Böbrek hastalıklarının, öncelikli bir toplum sağlığı sorununa dönüştüğünün fark edilmesinden sonra, teşhis için kolay ve ucuz tarama yöntemleri bulunmaya çalışılmıştır. Araştırmalar iki konuda yoğunlaşmıştır: 1) Böbreklerin zararlı maddeleri temizleme hızındaki azalmayı ortaya koyan yöntemler, 2) Böbreklerin, adeta bir elek gibi, yararlı maddeleri kanda tutma özelliklerindeki bozulmayı gösteren testler. Yirmibirinci yüzyılın başında yürütülen bu çalışmalar, bize 16. yüzyıldaki meslektaşlarımızın izinden yürümemiz gerektiğini göstermiştir. Herhangi bir kişinin, (tercihan) sabah ilk idrarını temiz bir kaba koyup, laboratuarda özel bir yöntemle az miktarlarda albumin olup olmadığının araştırılması çok önemli veriler sağlamaktadır. Normal idrar tahlillerinde saptanamayan az miktardaki bu albumine “mikroalbumin” adı verilmektedir.



Bir yüksek tansiyon hastasının idrarında mikroalbumin bulunması halinde, o hastanın böbrek hasarı olduğunu ve ileride böbrek yetmezliği açısından özel bir riski olduğunu anlıyoruz. Erişkin yaşta şeker hastalığı tanısı konulan her dört hastadan birinde, idrarda “mikroalbumin” olduğunu ve böbrek yetmezliği risklerinin azaltılması gerektiğini biliyoruz. Amacımız sadece mikroalbumin varlığını belirlemek değil, aynı zamanda idrardaki mikroalbumin miktarını azaltmak. Çünkü idrardaki bu proteinin miktarı ne kadar fazlaysa risk o kadar artıyor Bu konuda son derece etkili olan ilaçlarımız olduğundan, 10 yıl öncesine göre daha fazla başarılı oluyoruz.

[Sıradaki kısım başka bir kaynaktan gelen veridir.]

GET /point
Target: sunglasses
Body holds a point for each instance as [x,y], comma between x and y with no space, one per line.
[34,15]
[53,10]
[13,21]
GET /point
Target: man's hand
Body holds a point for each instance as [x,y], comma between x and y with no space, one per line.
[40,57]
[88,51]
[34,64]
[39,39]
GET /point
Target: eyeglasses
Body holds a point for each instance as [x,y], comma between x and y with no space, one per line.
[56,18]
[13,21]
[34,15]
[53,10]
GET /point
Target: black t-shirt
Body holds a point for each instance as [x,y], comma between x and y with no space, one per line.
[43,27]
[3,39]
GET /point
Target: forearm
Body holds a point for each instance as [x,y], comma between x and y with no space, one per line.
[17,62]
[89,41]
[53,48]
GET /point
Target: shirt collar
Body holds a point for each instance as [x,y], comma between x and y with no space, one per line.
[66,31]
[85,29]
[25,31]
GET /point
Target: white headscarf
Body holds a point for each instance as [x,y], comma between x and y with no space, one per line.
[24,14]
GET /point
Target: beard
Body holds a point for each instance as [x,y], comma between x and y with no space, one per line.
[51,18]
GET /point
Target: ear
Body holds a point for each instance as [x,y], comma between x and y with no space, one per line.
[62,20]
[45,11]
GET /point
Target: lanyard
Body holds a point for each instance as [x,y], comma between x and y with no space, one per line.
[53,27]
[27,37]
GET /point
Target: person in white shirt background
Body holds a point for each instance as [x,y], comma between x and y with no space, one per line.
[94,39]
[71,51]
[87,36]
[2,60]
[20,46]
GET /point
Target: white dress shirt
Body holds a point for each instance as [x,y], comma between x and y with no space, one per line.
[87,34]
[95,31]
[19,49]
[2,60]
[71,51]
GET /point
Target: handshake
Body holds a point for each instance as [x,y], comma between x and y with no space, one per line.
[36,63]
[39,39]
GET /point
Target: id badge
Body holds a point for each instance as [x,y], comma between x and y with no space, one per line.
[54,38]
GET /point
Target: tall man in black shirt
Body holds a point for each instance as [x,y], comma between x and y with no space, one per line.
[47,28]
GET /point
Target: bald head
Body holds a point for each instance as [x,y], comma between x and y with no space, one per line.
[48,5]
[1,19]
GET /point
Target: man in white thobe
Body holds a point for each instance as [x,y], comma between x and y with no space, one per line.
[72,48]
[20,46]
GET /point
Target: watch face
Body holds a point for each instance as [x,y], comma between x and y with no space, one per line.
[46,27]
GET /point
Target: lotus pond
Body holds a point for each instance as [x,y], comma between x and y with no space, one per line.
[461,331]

Araştırmalardan ortaya çıkan önemli bir başka sonuç daha var; idrardaki mikroalbumin aynı zamanda kalp ve damar hastalıkları açısından da çok önemli bir belirleyici. Bir insanın idrarında mikroalbumin varsa kalp krizi, inme ve damar hastalıkları gelişme olasılığında önemli bir artış oluyor. Kanda kolesterol ölçülmesi kadar önemli bilgiler sağlıyor. Aynı şekilde, idrardaki albumin miktarını azaltarak kalp ve damar hastalıklarının riskini azaltmak da mümkün oluyor.

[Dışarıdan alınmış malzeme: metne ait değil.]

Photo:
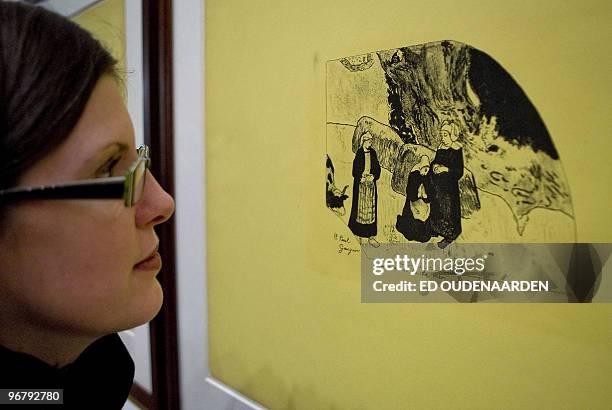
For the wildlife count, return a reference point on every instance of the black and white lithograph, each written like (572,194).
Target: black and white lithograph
(438,143)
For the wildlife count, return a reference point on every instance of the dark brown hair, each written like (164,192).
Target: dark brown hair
(48,69)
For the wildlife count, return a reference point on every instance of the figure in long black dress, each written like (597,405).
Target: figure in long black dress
(414,222)
(447,168)
(366,171)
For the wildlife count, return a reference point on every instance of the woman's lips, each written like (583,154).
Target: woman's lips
(153,262)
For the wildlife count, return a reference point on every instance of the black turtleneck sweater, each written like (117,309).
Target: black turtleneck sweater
(101,377)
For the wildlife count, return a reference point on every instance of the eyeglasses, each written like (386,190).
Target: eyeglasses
(129,187)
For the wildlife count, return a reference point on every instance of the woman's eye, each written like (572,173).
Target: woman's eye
(106,170)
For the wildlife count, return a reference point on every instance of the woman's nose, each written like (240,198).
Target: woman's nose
(156,206)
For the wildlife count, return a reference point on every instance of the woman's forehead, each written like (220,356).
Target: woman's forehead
(103,129)
(104,125)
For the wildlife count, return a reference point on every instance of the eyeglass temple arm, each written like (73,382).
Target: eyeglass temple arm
(107,188)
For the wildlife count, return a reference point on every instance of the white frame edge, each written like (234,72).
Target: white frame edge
(198,388)
(69,8)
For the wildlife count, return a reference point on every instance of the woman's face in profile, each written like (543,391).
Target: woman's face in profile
(73,265)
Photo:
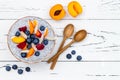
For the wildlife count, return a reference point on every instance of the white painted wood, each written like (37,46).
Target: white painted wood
(100,50)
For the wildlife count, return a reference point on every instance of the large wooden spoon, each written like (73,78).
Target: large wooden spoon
(68,31)
(79,36)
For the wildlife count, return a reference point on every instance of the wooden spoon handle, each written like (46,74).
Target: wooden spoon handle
(63,49)
(62,43)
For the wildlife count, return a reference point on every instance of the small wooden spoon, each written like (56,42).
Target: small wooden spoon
(68,32)
(79,36)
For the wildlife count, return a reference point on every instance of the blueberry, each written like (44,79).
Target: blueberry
(27,32)
(73,52)
(32,36)
(45,42)
(37,53)
(42,28)
(20,71)
(29,46)
(68,56)
(8,68)
(79,58)
(27,69)
(36,41)
(14,67)
(23,55)
(17,33)
(29,40)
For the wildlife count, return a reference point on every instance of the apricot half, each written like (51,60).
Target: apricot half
(74,8)
(57,12)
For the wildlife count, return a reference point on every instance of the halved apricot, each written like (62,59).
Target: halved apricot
(57,12)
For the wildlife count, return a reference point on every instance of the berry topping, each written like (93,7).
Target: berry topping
(42,28)
(29,46)
(73,52)
(79,58)
(38,33)
(17,33)
(40,46)
(21,45)
(23,55)
(8,68)
(37,53)
(20,71)
(68,56)
(45,42)
(36,41)
(27,32)
(24,28)
(29,40)
(27,69)
(14,67)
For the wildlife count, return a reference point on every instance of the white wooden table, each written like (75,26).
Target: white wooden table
(100,50)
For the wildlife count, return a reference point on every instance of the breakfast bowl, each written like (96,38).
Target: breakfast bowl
(31,39)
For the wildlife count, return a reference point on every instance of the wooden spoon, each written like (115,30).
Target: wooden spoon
(79,36)
(68,32)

14 – 18 Kasım 2007 tarihleri arasında düzenlenecek 24.Ulusal Nefroloji, Hipertansiyon, Diyaliz ve Transplantasyon Kongresinde hiç kuşkusuz ki üzerinde en çok konuşulacak konulardan birisi bu yeni yaklaşımlar olacak. Hepimizin ortak dileği sağlık çalışanlarının bu son derece basit ve ucuz idrar tetkikini günlük uygulamlarının ayrılmaz bir parçası haline getirmeleri. Hasta ve yakınlarının da, ileriye dönük risklerini araştırırken; çok para harcamadan, radyasyon almadan ve hemen her sağlık kuruluşunda yaptırabilecekleri idrarda mikroalbumin testinin öneminin farkında olmaları. Çünkü geçen yüzyıllar idrar tekikinin öneminden bir şey azaltmadığı gibi daha da önemli hale getirmiş durumda.